As milk is rich in calcium, you may worry about getting enough calcium for your body to make breast milk. However, it has been found that breast milk calcium levels are fairly stable, irrespective of a mother’s calcium intake. Research with macrobiotic women with very low calcium intakes found they had normal levels in their breast milk. Nevertheless, following pregnancy you will have less calcium in your body than normal, no matter how well you ate during pregnancy. Also, your body may be producing calcium-rich milk at the expense of your own needs. This could mean poor future bone health if you aren’t careful. Calcium requirements increase from 700mg to 1250mg per day for breastfeeding, so it’s a good idea to check you’re eating enough calcium-rich foods to meet these high requirements. If you’re not, then it’s best to take a supplement. Although calcium levels in breast milk are fairly stable, vitamin D levels are lower if mothers have lower levels, and this could affect calcium absorption. Vegetarians have been found to have lower vitamin D levels in winter and spring, and all breastfeeding women are advised to take a supplement.
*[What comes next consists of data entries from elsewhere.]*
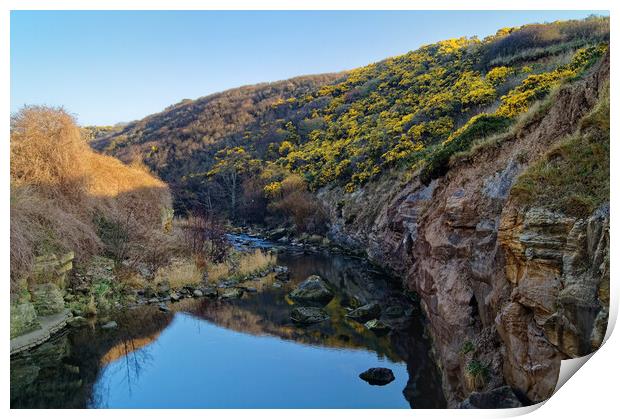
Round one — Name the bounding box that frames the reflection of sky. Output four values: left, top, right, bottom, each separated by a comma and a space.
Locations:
93, 313, 409, 408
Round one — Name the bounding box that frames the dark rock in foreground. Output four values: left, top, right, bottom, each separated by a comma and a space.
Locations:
360, 368, 395, 386
347, 303, 381, 323
289, 275, 334, 305
101, 320, 118, 330
291, 307, 329, 324
459, 386, 523, 409
364, 319, 390, 335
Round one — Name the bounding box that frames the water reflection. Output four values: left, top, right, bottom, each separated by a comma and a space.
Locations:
11, 248, 445, 408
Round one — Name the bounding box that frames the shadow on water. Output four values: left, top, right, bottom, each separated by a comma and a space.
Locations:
11, 244, 445, 408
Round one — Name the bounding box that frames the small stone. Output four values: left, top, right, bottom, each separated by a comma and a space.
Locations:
158, 304, 170, 313
101, 320, 118, 330
202, 287, 217, 298
220, 288, 243, 300
359, 368, 395, 386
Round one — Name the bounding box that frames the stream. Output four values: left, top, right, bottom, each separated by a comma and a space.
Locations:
11, 235, 446, 408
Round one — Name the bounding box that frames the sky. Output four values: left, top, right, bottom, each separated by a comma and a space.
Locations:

The myth of poor-quality milk

Women sometimes believe their milk isn’t very good. They may even be told they have ‘poor-quality milk’. In reality, the composition of breast milk is unlikely to vary enough to affect your baby’s feeding pattern or immediate growth, unless you are severely malnourished. It is much more likely that your baby’s positioning and attachment while feeding need attention. If you are concerned about your milk supply and are thinking about giving your baby the odd bottle or switching to formula completely, don’t rush into it. Make sure you first talk to your midwife or health visitor or call one of the breastfeeding helplines . They should be able to offer you plenty of advice on establishing good breastfeeding.

3. Yummy – garlic milk

The foods, spices and drinks you consume while breastfeeding directly affect the flavour and odour of the milk you produce. You might think that garlic-flavoured milk would put a baby off feeding, but this doesn’t seem to be the case. It is known that garlic transfers into breast milk – the odour has been detected by scientists, who report that it is at its strongest two hours after garlic is eaten – but babies seem to like it. In fact, babies have been found to stay at the breast longer, suck more often and consume more milk when their mother has eaten garlic.

Another great advantage of flavoured breast milk is that it prepares babies for weaning and enjoying a varied diet in later life. Breastfed babies are less likely to become fussy eaters. A greater acceptance of different flavours is apparent right from the beginning. A number of studies have found that babies exposed to certain flavours while breastfeeding, including garlic and aniseed, are more likely to enjoy the taste later when they are weaned.